L'homme de hockey avait bien sûr le coeur gros de ne pas pouvoir poursuivre son association avec les Marquis. Par contre, il se dit très reconnaissant de la confiance que lui ont témoignée les dirigeants en lui laissant carte blanche pour bâtir une équipe de haut niveau qui jouit maintenant d'une excellente notoriété dans la LNAH.

«Je ne peux pas être fâché contre eux. Je ne peux qu'être reconnaissant d'avoir pu relever un défi aussi magique. Ils m'ont donné carte blanche pour faire des transactions, mettre ma philosophie et ma vision des choses en place, que ce soit du côté hockey et administration. Ils m'ont fait confiance. C'est apprécié et respecté et je leur en serai toujours reconnaissant.

«J'ai tellement eu de belles expériences. Je suis arrivé avec un beau bagage, mais j'ai tellement appris que j'en sors grandi sur tous les plans. Toutefois, c'est une tristesse de quitter une famille quand t'es encore en amour avec cette famille», a imagé le coloré personnage, conscient qu'il n'est ni le premier ni le dernier à être victime d'une décision d'affaires.

D'ailleurs, les deux parties se vouent un grand respect. «Ce sont des proprios en or qui ont tenu et continueront de tenir à bout de bras un projet qui a gagné en momentum. On a fait des réalisations incroyables en très peu de temps, souligne Lygitsakos. Je ne suis pas juste fier des victoires, mais aussi de voir d'où on est partis, du chemin parcouru et de la vitesse à laquelle ça s'est fait. La notoriété du club a grimpé en flèche grâce de la qualité de l'organisation.
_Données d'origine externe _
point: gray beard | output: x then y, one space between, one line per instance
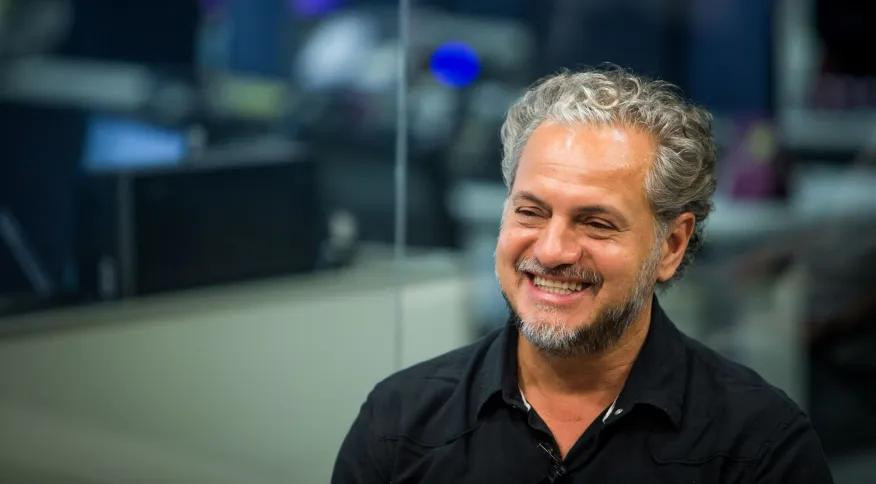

On a créé un aspect familial et une culture de gagnants, de professionnels et c'est à cause d'eux (tous les intervenants) que j'ai pu vivre ça. Je quitte en ayant le sentiment du devoir accompli, mais en ayant vécu des succès que peu de gens qui font du sport professionnel organisé peuvent se vanter d'avoir vécu. Ce qui me fait le plus de peine, c'est de ne pouvoir continuer avec ce groupe qui a encore la capacité de gagner la coupe l'an prochain, mais aussi de quitter des amis », a-t-il conclu.